Marian Holmes is a creative nonfiction author and graphic artist who slices deli meats to make ends meet. She has work in several publications, including Great Lake Review, and OUTspoken Magazine, and is currently working on a series of creative nonfiction essays entitled, Omissions. When she’s not scribbling on scraps of paper, she can be found continuing to hone her cooking skills and her needlepoint stitches. You can learn even more about her at www.marianholmes.com.
Like those vacations which are too short to warrant putting your clothes in the provided dresser, I found myself, a month and a half after graduating, continuing to live out of the duffle bags I had packed back in May. Reestablishing myself in my parents’ house was an awkward and arduous process; nowhere felt like home anymore, and I just couldn’t shake the feeling that I’d be leaving for Oswego again come August.
I’m coming up on a year out of college now, and I just unpacked the last of my earrings; I’ve finally found the balance in moving back home, and so, if you’re struggling, I hope that these tips will help your transition go as smoothly as possible:
1) Be prepared for homesickness to hit, at home. Home is no longer a physical place but a concept, and you’ll find yourself sitting in the bedroom/living room/kitchen/etcetera that you’ve had memorized since you were five, pining for an alternate location. You probably love your parents, your siblings too, and this feeling does nothing to negate this fact: your family has, very simply, grown. Homesickness will hit when you walk to the bedroom next door out of habit to share a joke, only to find your brother instead of your best friend. It will hit when you open the wrong cabinet in your kitchen while looking for sugar, because in your apartment it was kept right above the sink. It will hit when you put in the wrong zip code at the gas pump, when Amazon tries to ship your new book to your old apartment, and especially when something goes wrong in your life and you just wish you were back in school, surrounded by the people who pulled you through the last four years. Skype will become your new best friend, as will roadtrips, and you will eventually learn not to make tacos any more because your roommates are no longer there for “family dinner.”

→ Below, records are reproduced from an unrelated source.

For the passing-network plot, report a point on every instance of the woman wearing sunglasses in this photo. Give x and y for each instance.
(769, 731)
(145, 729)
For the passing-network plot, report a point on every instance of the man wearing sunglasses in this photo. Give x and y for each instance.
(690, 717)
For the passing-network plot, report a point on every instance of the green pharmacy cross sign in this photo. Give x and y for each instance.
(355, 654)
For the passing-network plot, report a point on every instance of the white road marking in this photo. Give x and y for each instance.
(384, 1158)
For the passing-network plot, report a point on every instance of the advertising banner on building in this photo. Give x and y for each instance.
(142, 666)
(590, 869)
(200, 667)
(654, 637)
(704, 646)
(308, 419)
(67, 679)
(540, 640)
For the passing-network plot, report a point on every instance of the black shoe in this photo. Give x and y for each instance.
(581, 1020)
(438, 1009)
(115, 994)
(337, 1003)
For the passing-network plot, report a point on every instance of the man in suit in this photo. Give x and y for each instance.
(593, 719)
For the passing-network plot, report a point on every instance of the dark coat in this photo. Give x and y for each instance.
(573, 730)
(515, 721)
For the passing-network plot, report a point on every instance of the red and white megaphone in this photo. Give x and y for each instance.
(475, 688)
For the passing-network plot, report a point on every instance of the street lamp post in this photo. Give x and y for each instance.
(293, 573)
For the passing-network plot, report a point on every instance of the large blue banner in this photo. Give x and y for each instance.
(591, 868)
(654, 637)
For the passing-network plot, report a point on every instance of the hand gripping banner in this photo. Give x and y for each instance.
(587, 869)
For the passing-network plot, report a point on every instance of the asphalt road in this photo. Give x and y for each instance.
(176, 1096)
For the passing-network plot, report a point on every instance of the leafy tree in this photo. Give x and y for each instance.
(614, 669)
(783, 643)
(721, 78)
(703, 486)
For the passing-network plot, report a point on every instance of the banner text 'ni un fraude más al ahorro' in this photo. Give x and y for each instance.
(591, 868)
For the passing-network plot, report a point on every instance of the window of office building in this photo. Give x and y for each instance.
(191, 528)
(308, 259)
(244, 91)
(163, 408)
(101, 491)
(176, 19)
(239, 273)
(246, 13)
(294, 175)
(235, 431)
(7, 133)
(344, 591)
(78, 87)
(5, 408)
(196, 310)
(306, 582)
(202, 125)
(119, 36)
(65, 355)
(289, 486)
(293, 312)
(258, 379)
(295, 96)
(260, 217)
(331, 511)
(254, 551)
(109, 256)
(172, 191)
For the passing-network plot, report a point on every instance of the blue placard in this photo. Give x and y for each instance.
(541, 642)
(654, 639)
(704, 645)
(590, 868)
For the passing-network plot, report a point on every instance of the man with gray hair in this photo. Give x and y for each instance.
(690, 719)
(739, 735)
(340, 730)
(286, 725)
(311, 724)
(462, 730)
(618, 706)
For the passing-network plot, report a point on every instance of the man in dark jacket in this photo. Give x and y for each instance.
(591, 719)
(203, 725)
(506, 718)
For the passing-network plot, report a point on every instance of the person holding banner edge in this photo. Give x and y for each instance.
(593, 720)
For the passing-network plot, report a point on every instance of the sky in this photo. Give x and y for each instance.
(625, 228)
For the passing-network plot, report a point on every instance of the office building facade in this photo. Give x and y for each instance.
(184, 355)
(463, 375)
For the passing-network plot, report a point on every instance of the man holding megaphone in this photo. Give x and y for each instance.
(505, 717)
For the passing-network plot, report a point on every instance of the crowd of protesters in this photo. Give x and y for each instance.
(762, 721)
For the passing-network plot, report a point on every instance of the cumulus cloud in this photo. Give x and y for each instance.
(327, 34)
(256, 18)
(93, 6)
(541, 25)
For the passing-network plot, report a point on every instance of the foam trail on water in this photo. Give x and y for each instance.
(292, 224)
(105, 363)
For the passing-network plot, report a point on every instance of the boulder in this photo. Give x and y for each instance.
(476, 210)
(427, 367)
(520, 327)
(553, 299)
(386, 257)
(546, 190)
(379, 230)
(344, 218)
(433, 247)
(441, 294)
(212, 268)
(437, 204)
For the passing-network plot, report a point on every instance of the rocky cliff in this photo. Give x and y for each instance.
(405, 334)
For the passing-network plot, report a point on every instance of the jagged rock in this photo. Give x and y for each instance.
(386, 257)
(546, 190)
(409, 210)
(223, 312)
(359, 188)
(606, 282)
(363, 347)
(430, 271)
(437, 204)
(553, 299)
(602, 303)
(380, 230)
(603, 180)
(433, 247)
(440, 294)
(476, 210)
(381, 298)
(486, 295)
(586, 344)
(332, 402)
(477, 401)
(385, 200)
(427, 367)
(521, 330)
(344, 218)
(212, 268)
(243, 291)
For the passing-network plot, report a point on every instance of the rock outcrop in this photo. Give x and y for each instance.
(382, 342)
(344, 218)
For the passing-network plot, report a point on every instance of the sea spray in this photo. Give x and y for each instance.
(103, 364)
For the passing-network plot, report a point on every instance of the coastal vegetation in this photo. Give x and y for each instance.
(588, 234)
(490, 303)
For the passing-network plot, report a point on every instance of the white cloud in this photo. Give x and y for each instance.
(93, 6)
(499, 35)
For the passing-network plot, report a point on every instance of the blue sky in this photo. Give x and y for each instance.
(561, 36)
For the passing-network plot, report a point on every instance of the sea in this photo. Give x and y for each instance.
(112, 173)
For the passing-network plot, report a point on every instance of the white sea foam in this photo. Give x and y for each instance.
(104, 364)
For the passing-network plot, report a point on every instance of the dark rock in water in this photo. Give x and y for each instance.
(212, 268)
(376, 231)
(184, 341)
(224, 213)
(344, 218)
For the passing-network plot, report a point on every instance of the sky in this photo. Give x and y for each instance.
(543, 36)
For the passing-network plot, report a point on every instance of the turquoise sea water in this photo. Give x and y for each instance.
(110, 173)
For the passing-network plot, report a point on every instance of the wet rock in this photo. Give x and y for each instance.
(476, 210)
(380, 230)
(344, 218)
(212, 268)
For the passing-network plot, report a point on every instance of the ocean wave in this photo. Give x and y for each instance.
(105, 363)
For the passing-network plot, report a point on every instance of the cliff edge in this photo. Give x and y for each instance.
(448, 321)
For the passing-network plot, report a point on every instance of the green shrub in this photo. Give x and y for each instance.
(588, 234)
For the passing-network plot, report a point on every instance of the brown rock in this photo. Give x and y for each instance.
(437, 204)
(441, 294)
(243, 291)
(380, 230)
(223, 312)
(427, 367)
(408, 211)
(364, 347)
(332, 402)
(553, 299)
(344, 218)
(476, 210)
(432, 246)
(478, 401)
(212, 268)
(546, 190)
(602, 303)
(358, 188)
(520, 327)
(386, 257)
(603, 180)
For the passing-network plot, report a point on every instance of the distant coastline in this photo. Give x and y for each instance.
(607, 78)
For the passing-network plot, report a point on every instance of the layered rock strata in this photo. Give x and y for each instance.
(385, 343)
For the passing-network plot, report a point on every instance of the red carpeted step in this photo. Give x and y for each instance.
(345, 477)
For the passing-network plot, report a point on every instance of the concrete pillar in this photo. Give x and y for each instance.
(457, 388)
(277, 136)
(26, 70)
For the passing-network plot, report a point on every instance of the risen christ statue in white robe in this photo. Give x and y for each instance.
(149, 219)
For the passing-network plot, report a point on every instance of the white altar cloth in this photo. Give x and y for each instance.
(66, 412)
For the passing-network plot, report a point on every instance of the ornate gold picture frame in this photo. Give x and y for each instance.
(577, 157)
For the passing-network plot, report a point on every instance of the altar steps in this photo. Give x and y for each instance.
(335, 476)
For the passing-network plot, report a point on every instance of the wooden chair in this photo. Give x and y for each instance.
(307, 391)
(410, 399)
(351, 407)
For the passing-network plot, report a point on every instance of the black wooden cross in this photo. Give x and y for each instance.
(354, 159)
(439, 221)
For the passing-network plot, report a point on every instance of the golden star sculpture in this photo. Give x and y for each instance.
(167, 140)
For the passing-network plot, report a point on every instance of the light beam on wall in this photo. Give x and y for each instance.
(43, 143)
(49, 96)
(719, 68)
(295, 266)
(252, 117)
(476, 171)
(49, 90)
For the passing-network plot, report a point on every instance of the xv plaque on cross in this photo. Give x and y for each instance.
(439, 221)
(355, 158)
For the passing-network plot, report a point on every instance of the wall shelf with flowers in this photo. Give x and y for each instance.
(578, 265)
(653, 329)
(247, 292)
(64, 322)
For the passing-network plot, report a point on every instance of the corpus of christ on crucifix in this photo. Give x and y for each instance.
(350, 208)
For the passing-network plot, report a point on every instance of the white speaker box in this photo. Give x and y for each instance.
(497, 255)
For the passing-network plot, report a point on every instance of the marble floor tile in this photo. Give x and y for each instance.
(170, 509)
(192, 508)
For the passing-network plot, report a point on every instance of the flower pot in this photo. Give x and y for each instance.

2) You are now responsible for filling your own social calendar. One of the best, and most taken for granted, aspects of college is that there is literally always something to do. College brought with it my first hockey game, my first roller derby match, and, of course, my first ABC party. After the excitement of being back home wares thin, you are going to find yourself bored, but worse even so, you’re going to find yourself lonely. If your town is anything like mine, the bars are full of middle-aged parents, the bowling alleys are full of preteens, and you spent the majority of your high school years in basements because there was nowhere better to go. At first, you’re going to feel sixteen again, except now, everyone is working — some even on the weekends! Don’t let your social calendar die just because there aren’t bulletin boards bursting with activities ten feet in any direction; there is plenty to do, I promise! If you were in a student organization research which groups exist near your house that focus on similar topics; go to a meeting, even if you have to go alone. Take up a new hobby: meditation, baking, knitting. Look through your town’s recreational pamphlets (yes, these exist), they’re like club directories for adults, and make an account on Meetup. Staying busy will help counteract the homesickness from numero uno on this list.
3) Unpack. This may seem obvious, but most of my friends had just as much trouble with this step as I did. Our lives remained in living-arrangement limbo for months; you have to accept that school is over. Sort through your clothing and get rid of anything that you can’t get away with now that college is done: neon lace tank tops, I’m looking at you! Bring it to a consignment shop and use the money you get in return to buy yourself a great interview piece… trust me. If you are able, change something major in your room back home to allow it to make the transition visually with you. Painting my room made a much more significant difference then I would have ever believed. Graduating is a form of “moving on”, but you will be much better off if you can start phrasing it as “moving forward” instead.
4) Accept that things have changed. Accept that you have changed. It is perfectly ok to not have things return to how they were before you went away to school. In fact, they really shouldn’t be able to. You’re a different person now. Change happens slowly, and in small increments, so that we do not notice it as it happens, but when we turn around four years later the difference is blaring. Your best friend from high school may move back home too, but you two just can’t seem to recreate the connection you once had. This is ok. Maybe you’ll run into an acquaintance from your graduating class at the supermarket and suddenly the two of you are meeting for coffee weekly. This is ok. You’re life doesn’t have to, and shouldn’t, go back to exactly how it was before. Communication is key: with your parents, with your friends, and with yourself. If something doesn’t feel right for/to you, work to change it, calmly and effectively. Work on keeping your mind open, and allow the new adventures to find you, just as you did when you moved into your dorm room four years earlier. This is an incredible time in your life! Enjoy it, and take advantage of the fact that you may not be paying rent for the time being!